Unix History Repository

Evolution of unix-history-repo (Gource Visualization) video shows how the UNIX operating system was born and how it matured over time. The video is based on this GitHub repository, which combines the following:

The project has achieved its major goal with the establishment of a continuous timeline from 1970 until today. The repository contains:
– snapshots of PDP-7, V1, V2, V3, V4, V5, V6, and V7 Research Edition,
– Unix/32V,
– all available BSD releases,
– the CSRG SCCS history,
– two releases of 386BSD,
– the 386BSD patchkit,
– the FreeBSD 1.0 to 1.1.5 CVS history,
– an import of the FreeBSD repository starting from its initial imports that led to FreeBSD 2.0, and
– the current FreeBSD repository.
The files appear to be added in the repository in chronological order according to their modification time, and large parts of the source code have been attributed to their actual authors.
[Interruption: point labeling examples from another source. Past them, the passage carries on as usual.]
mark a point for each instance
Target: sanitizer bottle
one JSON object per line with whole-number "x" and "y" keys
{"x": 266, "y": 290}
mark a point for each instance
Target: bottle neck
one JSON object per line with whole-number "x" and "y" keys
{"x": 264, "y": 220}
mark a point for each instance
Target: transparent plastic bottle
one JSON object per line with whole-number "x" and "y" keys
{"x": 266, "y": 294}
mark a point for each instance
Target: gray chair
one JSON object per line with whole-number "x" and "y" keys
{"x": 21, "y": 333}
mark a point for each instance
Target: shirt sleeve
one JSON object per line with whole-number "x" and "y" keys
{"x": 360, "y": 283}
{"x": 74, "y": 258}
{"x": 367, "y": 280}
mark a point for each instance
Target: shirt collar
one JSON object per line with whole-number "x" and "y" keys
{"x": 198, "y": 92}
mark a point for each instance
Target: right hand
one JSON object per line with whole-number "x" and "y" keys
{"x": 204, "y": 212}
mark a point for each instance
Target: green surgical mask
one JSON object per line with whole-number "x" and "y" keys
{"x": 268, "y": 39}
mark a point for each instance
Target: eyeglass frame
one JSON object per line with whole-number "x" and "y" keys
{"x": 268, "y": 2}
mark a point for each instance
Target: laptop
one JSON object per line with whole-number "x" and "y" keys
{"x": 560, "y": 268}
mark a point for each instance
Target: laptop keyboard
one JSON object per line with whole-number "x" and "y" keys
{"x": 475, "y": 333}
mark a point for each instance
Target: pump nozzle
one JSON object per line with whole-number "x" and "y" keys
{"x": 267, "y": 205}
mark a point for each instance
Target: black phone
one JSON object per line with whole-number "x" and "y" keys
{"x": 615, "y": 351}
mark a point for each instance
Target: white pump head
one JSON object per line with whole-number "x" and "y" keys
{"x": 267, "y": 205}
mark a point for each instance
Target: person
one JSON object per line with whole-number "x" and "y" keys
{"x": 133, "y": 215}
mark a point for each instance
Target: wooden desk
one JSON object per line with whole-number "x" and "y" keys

This is mind-blowing! So much work, so many people, so little recognition. The world wouldn’t be the same without all that, and yet the masses think that Steve Jobs or Bill Gates were the greatest computer geniuses in the history of mankind. Sad…

But the video is beautiful. It desperately needs some music though.

Professional Programming

Professional Programming is yet another excellent list of resources, such as books, articles, and courses, for people pursuing programming as a professional career.

The more, the better, I say.

Data Science Cheatsheets

Here’s a good collection of cheatsheets for anyone involved with Big Data and machine learning. Whether you are already well versed in the subject, or just starting, I’m sure you’ll find something useful.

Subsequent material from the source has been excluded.